Le premier secrétaire du Parti socialiste, Harlem Désir, a parlé d’une « décision courageuse dans le respect de la légalité internationale et de l’Organisation des Nations unies » et exprimé sa « solidarité avec le peuple malien et (son) soutien le plus complet à nos forces armées. »

« Nous ne sommes pas piégés, nous prenons nos responsabilités de lutter aussi contre le terrorisme. Si le pays tombe aux mains de ces terroristes, c’est l’ensemble de l’Afrique de l’Ouest qui peut s’embraser. Il y a toujours des risques mais les risques sont plus grands si le pays basculait aux mains des terroristes car ils auraient une base pour des actions beaucoup plus grandes. Il y a 3 500 ressortissants français que l’on ne peut pas laisser dans la situation difficile dans laquelle ils allaient être » a pour sa part expliqué, à l’antenne d’I-Télé, Jean-Christophe Cambadélis, le secrétaire national du PS pour les questions internationales.

Dans les rangs l’opposition, le ton est identique. L’ancien Premier ministre, François Fillon a ainsi exprimé son « soutien aux forces armées françaises engagées dans une intervention militaire contre le terrorisme à la demande du Mali ». « la lutte contre le terrorisme exige l’unité de la Nation au-delà des clivages partisans » » a-t-il estimé. Le président de l’UMP, Jean-François Copé, a quant à lui estimé qu’il « était grand temps d’agir » pour « entraver l’établissement d’un Etat narcoterroriste. »

Pour l’UDI, Jean-Louis Borloo a salué « l’esprit de responsabilité du président de la République et du premier ministre dans cette situation d’extrême urgence et de danger pour la population malienne et pour les ressortissants français. » Et d’ajouter que « même si l’unité nationale ne se décrète pas, le rassemblement des forces politiques qui concourent à la démocratie est nécessaire dans ces moments-là. »

Au MoDem, François Bayrou a jugé que la décision du président Hollande était « fondée et explicable par l’urgence » car « la progression des djihadistes en direction du sud du pays, le franchissement imminent de la ligne de sécurité, la prise de villes sur leur passage est un élément de déstabilisation gravissime pour le Mali, pour ses autorités et pour ses habitants ». Pour l’ancien candidat à l’élection présidentielle, « il est légitime que la communauté nationale et la plupart des courants d’opinion qui la composent fassent bloc devant une situation dont chacun mesure l’importance et la gravité. »

De son côté, la président du Front national, Marine Le Pen a indiqué trouver « légitime » l’intervention militaire française au Mali et qu’elle « doit être soutenue dans la mesure où notre pays a été appelé à l’aide par le gouvernement légitime du Mali en application d’une coopération de défense entre nos deux pays, dans une zone francophone ».

Au cours de ces dernières années, le FN s’était opposé aux dernières opérations militaires française.
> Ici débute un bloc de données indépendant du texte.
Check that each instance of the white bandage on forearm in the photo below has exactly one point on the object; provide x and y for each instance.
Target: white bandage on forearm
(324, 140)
Et Marine Le Pen de s’en expliquer : « Cette intervention légitime révèle cependant un cruel paradoxe quand on sait que les gouvernements français ont contribué à faire le lit des islamistes en Libye et en Syrie en apportant aide, assistance et armes aux fondamentalistes de ces pays, utilisés aujourd’hui pour attaquer un allié historique de la France. »

Cela étant, l’on compte aussi des soutiens plutôt « tièdes », comme celui apporté par Europe Ecologie – Les Verts, qui, membre de la majorité et présent au gouvernement, a « pris acte » de la décision du président Hollande d’engager l’armée française au Mali.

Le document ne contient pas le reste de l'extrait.